İlk depremin meydana geldiği 6 Şubat 04.17'de uyanarak evlerinden çıkabilen depremzedeler, panik halindeyken açık bıraktıkları evlerinin ışıklarını söndürebilme imkanı bulamadı.
Malatya'nın Yeşilyurt ilçesine bağlı Yakınca Mahallesi'ndeki hasarlı binalara girişin yasak olması nedeniyle bir daha söndürülemeyen ışıklar, karanlık çöktüğünde boş ve sessiz evlerin hüznünü, depremin acı yüzünü görünür kılıyor.
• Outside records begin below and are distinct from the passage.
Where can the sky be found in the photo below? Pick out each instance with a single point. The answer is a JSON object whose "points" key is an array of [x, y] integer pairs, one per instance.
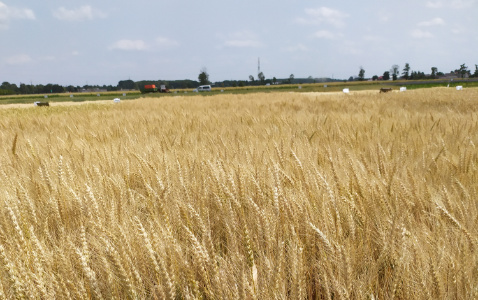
{"points": [[101, 42]]}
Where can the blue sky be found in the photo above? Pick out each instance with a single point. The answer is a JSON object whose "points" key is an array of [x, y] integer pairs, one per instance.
{"points": [[103, 42]]}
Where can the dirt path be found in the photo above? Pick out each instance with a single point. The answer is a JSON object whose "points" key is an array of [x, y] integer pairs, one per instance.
{"points": [[29, 105]]}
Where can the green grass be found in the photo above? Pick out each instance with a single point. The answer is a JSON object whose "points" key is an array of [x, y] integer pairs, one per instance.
{"points": [[302, 88]]}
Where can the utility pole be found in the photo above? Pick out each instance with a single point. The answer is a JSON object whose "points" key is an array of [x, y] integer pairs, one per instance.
{"points": [[258, 65]]}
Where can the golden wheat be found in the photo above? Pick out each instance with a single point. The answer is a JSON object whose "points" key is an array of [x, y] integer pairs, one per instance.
{"points": [[260, 196]]}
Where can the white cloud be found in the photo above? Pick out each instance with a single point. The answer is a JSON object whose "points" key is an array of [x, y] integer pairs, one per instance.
{"points": [[434, 4], [8, 13], [129, 45], [243, 39], [325, 34], [463, 3], [19, 59], [421, 34], [166, 43], [297, 48], [458, 4], [85, 12], [316, 16], [433, 22]]}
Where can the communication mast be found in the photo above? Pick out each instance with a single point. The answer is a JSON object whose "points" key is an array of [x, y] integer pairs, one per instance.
{"points": [[258, 65]]}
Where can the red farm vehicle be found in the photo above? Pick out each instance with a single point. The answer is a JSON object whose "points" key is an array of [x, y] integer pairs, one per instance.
{"points": [[151, 88]]}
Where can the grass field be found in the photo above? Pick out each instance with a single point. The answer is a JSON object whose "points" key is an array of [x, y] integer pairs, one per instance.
{"points": [[257, 196]]}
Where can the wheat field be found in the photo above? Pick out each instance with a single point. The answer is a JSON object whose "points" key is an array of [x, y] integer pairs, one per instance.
{"points": [[258, 196]]}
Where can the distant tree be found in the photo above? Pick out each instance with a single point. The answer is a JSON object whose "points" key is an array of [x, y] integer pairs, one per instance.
{"points": [[125, 85], [406, 71], [386, 75], [394, 71], [463, 70], [261, 77], [361, 74], [203, 77]]}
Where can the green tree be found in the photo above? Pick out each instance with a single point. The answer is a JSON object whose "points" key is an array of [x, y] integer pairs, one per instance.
{"points": [[203, 77], [386, 75], [406, 71], [361, 74]]}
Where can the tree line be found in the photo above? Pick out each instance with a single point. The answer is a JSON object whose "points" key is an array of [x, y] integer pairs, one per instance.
{"points": [[408, 74]]}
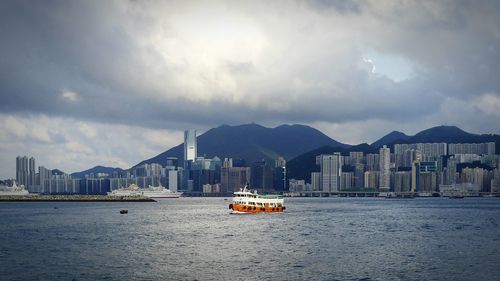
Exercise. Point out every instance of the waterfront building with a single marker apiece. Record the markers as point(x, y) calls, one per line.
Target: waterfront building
point(359, 175)
point(424, 176)
point(372, 179)
point(372, 162)
point(451, 170)
point(173, 180)
point(495, 182)
point(472, 148)
point(402, 181)
point(316, 181)
point(22, 171)
point(280, 178)
point(261, 177)
point(190, 146)
point(234, 178)
point(346, 180)
point(331, 169)
point(384, 168)
point(297, 185)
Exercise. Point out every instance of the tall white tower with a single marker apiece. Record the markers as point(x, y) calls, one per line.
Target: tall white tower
point(331, 169)
point(190, 145)
point(385, 172)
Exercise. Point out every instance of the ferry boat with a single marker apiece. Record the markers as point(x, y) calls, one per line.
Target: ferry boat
point(151, 192)
point(245, 202)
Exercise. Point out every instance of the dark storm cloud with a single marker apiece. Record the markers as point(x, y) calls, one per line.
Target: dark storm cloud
point(103, 53)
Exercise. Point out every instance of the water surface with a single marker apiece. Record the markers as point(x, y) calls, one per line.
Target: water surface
point(196, 239)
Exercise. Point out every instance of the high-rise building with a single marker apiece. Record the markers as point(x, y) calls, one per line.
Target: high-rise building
point(316, 181)
point(173, 180)
point(190, 146)
point(331, 169)
point(384, 168)
point(372, 179)
point(261, 176)
point(31, 173)
point(402, 181)
point(234, 178)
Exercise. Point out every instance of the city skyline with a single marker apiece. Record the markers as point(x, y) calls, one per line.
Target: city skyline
point(86, 83)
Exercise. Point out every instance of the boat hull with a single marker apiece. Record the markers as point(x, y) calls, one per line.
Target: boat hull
point(244, 209)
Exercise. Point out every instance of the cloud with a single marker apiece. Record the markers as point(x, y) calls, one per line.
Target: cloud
point(165, 66)
point(70, 97)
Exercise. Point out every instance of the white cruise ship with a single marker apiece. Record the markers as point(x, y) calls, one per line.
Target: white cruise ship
point(13, 190)
point(151, 192)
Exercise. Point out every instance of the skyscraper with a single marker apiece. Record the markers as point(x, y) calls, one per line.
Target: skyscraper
point(190, 145)
point(22, 170)
point(331, 169)
point(31, 173)
point(385, 173)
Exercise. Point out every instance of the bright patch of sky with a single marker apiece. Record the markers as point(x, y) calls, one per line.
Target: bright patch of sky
point(392, 66)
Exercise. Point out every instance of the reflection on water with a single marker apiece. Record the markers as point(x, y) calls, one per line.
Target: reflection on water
point(196, 238)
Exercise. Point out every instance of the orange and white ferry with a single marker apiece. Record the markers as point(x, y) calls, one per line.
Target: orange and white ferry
point(245, 202)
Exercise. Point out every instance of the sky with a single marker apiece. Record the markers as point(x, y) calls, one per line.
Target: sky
point(85, 83)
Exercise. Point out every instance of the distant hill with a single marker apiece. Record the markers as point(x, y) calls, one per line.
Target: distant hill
point(298, 144)
point(253, 142)
point(450, 134)
point(303, 165)
point(390, 138)
point(95, 170)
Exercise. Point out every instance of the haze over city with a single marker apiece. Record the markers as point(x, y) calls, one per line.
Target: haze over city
point(84, 83)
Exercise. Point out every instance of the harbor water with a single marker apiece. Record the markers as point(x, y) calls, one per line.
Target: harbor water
point(197, 239)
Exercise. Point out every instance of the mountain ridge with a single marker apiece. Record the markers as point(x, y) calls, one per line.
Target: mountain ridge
point(254, 142)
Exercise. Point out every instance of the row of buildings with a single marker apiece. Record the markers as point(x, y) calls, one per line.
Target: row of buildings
point(196, 174)
point(419, 167)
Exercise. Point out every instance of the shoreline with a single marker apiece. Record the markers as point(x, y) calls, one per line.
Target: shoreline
point(73, 198)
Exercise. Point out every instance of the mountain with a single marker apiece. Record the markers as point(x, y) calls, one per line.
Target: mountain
point(303, 165)
point(95, 170)
point(390, 138)
point(253, 142)
point(450, 134)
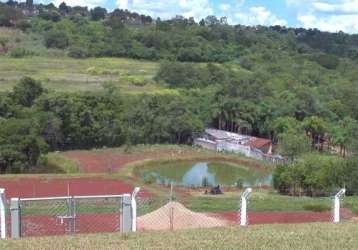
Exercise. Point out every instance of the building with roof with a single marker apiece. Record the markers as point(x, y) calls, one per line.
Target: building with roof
point(250, 146)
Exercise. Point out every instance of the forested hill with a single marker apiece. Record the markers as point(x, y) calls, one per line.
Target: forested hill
point(281, 83)
point(93, 33)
Depremin ardından ailesiyle birlikte Şehit Hamit Fendoğlu Otobüs Terminali'ndeki (MAŞTİ) çadır kentte yaşamaya başlayan Ekrem Güneş, deprem esnasında 8. katta olan evinden ilk olarak torunlarını çıkarabildiğini söyledi.
Güneş, korku ve panik nedeniyle evden nasıl çıktıklarını hatırlamakta zorlandığına işaret ederek, "O zaman Allah bize güç ve kuvvet verdi. Artık bu nasıl oldu bilmiyorum. O esnada çocuklarımı düşündüm. Başka düşünecek bir şey yok. Torunlarımdan iki tanesini dışarı çıkarıp geri döndüm gelinleri ve hanımı kurtarmaya çalıştım. Onlarla da merdivende karşılaştım. Depremin olduğu günden bu zamana kadar dışardayım, evime hiç gitmedim." diye konuştu.
Yaşadığı çadır kentte durumlarının iyi olduğunu aktaran Güneş, "Devletimiz ve AFAD bakıyorlar bize. Evde çatlaklar var ve korkudan içeri giremedik. Askerden gelen oğluma elbiselerini almak için gittim ama içeriye girmeme memurlar izin vermedi." ifadesini kullandı.
Recep Aslantaş ise yaşadıklarını kelimelere yansıtabilmesinin çok zor olduğunu vurguladı.
Deprem anında ve sonrasında yaşadıklarına halen inanamadığına değinen Aslantaş, "Deprem oluyor dedik kalktık. Geçer dedik ve durduk. O halde çocukların olduğu odaya koştuk. Bina neredeyse yan yattı ve birbirimize sarıldık. Sonradan düzeldi kanepeler, koltuklar düştü. Apar topar üstümüzü giyindik ve aşağıya indik. Annem rahatsız ayrı yerde kalıyordu oraya gittik. Onun yanına gitmeye çalıştım gidemedim. Şükür onda da bir şey yok. Sonrasında iki gün arabada yattık." dedi.
"Yanımıza aldığımız bir mont, ayağımızda terlik ve çorap..."
Aslantaş, yaşadıkları her şeye rağmen şükrettiklerine dikkati çekerek, şöyle devam etti:
"Biz deprem mucizeleriyiz. Ayakta kalıyorsak buna şükrediyoruz. Umudumuzu yitirmiyoruz, inşallah iyi olacak. Ben 45 yaşındayım ve 30 yıldır uğraşıyorum. Evim, arabam ve içeride, 'bir gün lazım olur' diye ayırdığım biraz da param vardı. Sadece yanımıza aldığımız bir mont, ayağımızda terlik ve çorap... Canımızı kurtardık, her şey orada kaldı. 30 yıllık emeğim 1 dakika sürdü ve gitti. Şu an evime giremiyorum. Üzerimdeki gömleğim ve çorabımı buraya gelen hayırseverler verdi. Sıfırdayım şu an. Evim yok, arabam gitti. Sıcak çorba içiyorum, Allah'a şükür. Bunu 'zenginim' ve 'çalışıyorum' diyenler düşünsün. Canım sağ mı, ailem yanımda mı? Bunlar yetiyor."